Ricostruzione

Rieti, la speranza è più forte del terremoto e dell’epidemia

Con gli effetti del terremoto ancora visibili e la pandendemia del Covid, sono numerose le iniziative che mirano ad un aiuto concreto

Pasqualina Riganelli, 33 anni, ha appena aperto il suo ‘Bazar gialloblu’ a Cittaducale, nel cratere del terremoto del 2016; Giovanni Di Palma, dopo un passato nell’edilizia oggi in crisi, ha invece avviato uno street-food con pastasciutta e panini tra la Salaria e il Terminillo. Sono solo gli ultimi due neoimprenditori assistiti da ‘Vivaio‘, il servizio della ‘Varrone‘ di Rieti, la Fondazione che a sua volta collabora con la diocesi reatina per il ‘Fondo santa Barbara‘, altra iniziativa per aiutare le persone messe in difficoltà dal Coronavirus.

Mentre le rovine del terremoto sono ancora praticamente tutte attorno (perfino a Rieti, il capoluogo solo sfiorato dalle scosse, ci sono ancora 102 famiglie fuori casa) è comunque tutto un brulicare di iniziative per ridare speranza e ossigeno a questa gente, laddove la pandemia si è abbattuta su una situazione per l’appunto già grave.

«Le necessità sono in crescita, basti pensare che alla mensa Caritas prima si servivano in media 40 pasti, mentre ora siamo a 100», argomenta subito il vescovo di Rieti Domenico Pompili, prima di illustrare nel dettaglio le iniziative messe in campo: «Con il ‘Fondo santa Barbara’ stiamo toccando la necessità di tante famiglie e la crisi sanitaria ci ha messi di fronte a realtà di persone che hanno perso il lavoro e ad fenomeno che sapevamo in teoria ma che ora incontriamo nei fatti: quello del lavoro in nero.

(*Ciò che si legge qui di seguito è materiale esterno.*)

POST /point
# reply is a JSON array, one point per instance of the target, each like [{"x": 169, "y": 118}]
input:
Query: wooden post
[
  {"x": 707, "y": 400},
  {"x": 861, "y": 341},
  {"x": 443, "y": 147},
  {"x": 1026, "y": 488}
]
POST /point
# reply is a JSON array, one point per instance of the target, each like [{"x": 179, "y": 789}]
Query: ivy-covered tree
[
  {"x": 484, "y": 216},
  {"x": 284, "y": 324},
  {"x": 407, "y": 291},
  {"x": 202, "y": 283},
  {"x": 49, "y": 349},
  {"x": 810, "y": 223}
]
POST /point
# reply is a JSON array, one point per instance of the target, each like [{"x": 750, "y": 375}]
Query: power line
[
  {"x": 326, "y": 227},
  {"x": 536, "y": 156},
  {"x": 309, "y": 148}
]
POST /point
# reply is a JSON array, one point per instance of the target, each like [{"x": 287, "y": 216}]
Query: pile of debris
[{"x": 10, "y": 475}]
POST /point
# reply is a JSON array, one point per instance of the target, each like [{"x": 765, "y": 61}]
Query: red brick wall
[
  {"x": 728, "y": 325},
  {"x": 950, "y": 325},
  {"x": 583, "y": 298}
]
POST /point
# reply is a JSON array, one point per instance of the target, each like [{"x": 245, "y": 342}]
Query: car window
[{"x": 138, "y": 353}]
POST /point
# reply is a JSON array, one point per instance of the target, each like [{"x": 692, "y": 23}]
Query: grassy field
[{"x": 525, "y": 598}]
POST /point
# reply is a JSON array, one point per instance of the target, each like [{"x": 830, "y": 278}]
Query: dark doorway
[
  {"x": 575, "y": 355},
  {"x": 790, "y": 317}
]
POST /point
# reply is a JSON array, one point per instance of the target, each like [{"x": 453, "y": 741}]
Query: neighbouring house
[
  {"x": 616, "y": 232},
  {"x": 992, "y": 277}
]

Nuovi poveri? Non so se catalogarli così, di certo dalla mensa Caritas mi riferiscono di persone che arrivano con una certa sollecitudine, forse perché un po’ si vergognano e magari temono che qualcuno le riconosca ». Il ‘Santa Barbara’, che la diocesi sostiene con i fondi dell’8 per mille, dà un aiuto concreto per sostenere il reddito di chi ha perso o ridotto le proprie occasioni di lavoro a causa del Covid-19, con circa 200 richieste già arrivate. «E adesso – riprende Pompili – abbiamo messo su un altro fondo, ispirato alla figura del ‘pane di sant’Antonio’; puntiamo sul microcredito per andare incontro soprattutto a quelle realtà economiche che hanno bisogno di essere sostenute in questa fase successiva al lockdown. Tutti ritengono che il momento più critico deve ancora venire, per questo ci stiamo attrezzando perché questo possa divenire un punto di riferimento accessibile per piccole realtà che dipendono da un contributo che non può arrivare dopo o, peggio ancora, non arrivare per niente».

Il post terremoto e il post lockdown mai come nel Reatino rischiano di dar luogo ad un mix a dir poco esplosivo. «Il Covid in quanto tale – conclude Pompili – fortunatamente ha risparmiato le nostre zone interne che, al contrario, si sono proposte come delle possibili oasi di tranquillità; abbiamo registrato anche un aumento di presenze estive probabilmente perché la montagna dà più il senso di distanziamento fisico. Ma resta vero che il Covid ha ulteriormente rallentato il movimento della ricostruzione, già non ancora del tutto avviato. Penso però che nella disgrazia doppia che si è verificata, qualcosa di buono va colto: se veramente ora ci sarà una accelerazione nella ripresa, la leva dell’edilizia potrà essere una grande risorsa per questi territori che, nonostante una tragedia che rimane tale, hanno questa opportunità che potrebbe diventare una possibilità».